January 2016 System Integration & Control Systems Design

Natural gas flare stacks are used in the petrochemical industry to burn off any gas that is produced in the production plant. These natural gas flare stacks process the flare gas and other exhaust gases, and ensure the safety and stability of the entire process.

Customer requirement

The plant of a major Chinese coal company produces 400 000 tons of acetic acid a year. Flare stacks play a particularly important role here in ensuring the safety of the entire plant. During the production of acetic acid, excess gases must be flared off during specific process incidents. Otherwise the entire plant would be facing an incalculable risk. Conventional natural gas required to ignite the gas flare is also present in the gas flare stack, as well as other explosive gases. Intrinsically safe electronic components must be used in the hazardous area at the flare stacks.

A wide range of different field instruments, such as pressure and temperature transmitters, level transmitters, gas detectors, valve controls, solenoid valves, and other instruments, are used at the gas flare stacks. In all, 44 measuring signals (sensor signals) and 39 control signals (actuator signals) have to be connected in the field to the DCS. In order to ensure the interference immunity of the signals, the customer required galvanic isolation of the individual signals.

The enormous safety relevance of the gas stacks meant that the plant owner placed a great deal of importance on the standard and quality of the electrical components used. However, these components also had to be cost efficient and easy to maintain in spite of the high level of quality and reliability required. The gas flare stacks required the use of intrinsically safe technology due to the explosion protection specified.

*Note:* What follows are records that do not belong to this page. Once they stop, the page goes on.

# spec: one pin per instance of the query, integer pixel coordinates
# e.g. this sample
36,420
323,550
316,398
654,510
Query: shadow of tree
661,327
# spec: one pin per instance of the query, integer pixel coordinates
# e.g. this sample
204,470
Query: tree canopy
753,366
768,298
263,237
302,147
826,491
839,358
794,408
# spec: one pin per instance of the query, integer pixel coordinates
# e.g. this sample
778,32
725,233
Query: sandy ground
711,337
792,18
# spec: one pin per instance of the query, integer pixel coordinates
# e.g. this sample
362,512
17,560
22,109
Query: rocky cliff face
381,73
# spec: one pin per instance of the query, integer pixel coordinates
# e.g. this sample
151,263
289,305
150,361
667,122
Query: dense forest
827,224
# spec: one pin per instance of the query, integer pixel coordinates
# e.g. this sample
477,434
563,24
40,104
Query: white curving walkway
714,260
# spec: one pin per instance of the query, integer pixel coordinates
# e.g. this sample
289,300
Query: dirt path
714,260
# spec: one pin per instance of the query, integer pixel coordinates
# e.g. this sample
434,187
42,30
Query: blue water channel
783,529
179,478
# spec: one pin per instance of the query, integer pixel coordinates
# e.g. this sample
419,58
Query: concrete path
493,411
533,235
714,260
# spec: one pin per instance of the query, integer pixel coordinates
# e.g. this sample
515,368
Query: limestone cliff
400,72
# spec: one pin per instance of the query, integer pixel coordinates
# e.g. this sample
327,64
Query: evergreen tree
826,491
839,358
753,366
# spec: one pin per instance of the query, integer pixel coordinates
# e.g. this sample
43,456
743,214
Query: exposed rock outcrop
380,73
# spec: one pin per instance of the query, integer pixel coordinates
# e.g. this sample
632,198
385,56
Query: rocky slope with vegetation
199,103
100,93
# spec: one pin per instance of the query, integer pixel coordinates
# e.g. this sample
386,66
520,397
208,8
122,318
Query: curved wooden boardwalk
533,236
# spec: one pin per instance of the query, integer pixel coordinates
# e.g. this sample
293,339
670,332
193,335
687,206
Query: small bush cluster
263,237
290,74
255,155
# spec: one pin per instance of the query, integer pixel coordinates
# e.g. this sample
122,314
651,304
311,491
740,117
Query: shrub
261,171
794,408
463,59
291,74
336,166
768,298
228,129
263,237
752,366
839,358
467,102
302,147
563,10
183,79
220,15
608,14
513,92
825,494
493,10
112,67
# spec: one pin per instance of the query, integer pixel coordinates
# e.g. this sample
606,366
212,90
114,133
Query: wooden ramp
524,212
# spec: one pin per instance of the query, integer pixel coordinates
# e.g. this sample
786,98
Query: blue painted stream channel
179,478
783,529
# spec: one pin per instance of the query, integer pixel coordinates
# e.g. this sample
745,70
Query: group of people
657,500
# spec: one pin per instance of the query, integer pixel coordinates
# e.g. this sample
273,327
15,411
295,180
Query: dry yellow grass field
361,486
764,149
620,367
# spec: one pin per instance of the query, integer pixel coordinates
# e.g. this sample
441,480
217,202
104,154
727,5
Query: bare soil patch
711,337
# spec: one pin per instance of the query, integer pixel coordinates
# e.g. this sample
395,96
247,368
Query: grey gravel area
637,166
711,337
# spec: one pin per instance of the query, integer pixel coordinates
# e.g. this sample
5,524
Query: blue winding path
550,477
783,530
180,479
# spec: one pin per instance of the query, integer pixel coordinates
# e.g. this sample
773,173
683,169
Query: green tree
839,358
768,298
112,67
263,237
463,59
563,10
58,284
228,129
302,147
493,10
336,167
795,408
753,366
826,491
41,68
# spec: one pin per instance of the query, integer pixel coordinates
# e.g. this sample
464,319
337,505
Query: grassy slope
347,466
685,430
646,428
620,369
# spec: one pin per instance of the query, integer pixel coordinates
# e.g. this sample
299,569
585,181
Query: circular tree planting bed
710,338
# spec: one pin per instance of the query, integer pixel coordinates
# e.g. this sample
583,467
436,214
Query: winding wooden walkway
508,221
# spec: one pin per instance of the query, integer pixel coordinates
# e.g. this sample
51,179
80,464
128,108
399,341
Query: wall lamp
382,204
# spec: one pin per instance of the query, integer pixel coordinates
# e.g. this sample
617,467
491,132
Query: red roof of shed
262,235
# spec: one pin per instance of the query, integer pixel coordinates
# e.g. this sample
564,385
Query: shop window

The customer also required a redundant connection for the communication between the flare stacks and the DCS. As the flare stacks were located far away from the DCS, it must also be ensured that the data reaches the control system fast enough and vice versa in spite of the long signal distance involved.

Perfect combination

The customer uses two excom remote I/O stations from Turck for the connection of the 83 signals of the gas flare stacks. The system fully meets all the customer›s requirements: The remote I/O station is compact, easy to install and can be implemented with explosion protection in Zone 1. excom can also be implemented with a redundant communication and power supply in order to provide the required level of failsafe performance. The customer was also impressed by the optocouplers used, which enabled the required communication speed to the DCS to be achieved. The optocouplers transfer the Profibus signal to the fibre optic cable for the long transmission section.

An excom station consists of the module rack, power supply unit, gateway and the individual I/O modules. With its diverse I/O modules the system offers outstanding performance and high channel density. With its safety barrier function, the I/O system can connect intrinsically safe field devices directly as the associated equipment. Unlike the standard I/O systems available which are isolated in groups, all I/O of excom come with integrated galvanic isolation for each individual input and thus provide the level of interference immunity required by the customer without the need for external signal isolators.

The excom system uses Profibus DP, a mature and reliable bus protocol which can transfer detailed diagnostic data as well as controlling and monitoring the field instruments. A redundant communication connection and power supply is provided throughout: starting with the power supply units and the gateways, to the optocouplers, right through to the redundant implementation of the DP communication modules of the DeltaV DCS from Emerson. If a field device fails, this is indicated by the DCS or the LED on the excom station. The technicians on site can swap the appropriate device during operation, which ensures that the communication with the field devices is absolutely reliable and fail-safe.

Conclusion

Compared to some other remote I/O solutions, the Turck option was more user-friendly, efficient and reliable for use at the gas flare stacks. The modular structure of excom reduces error sources and considerably simplifies maintenance as well as system expansion. These were the key benefits for the customer.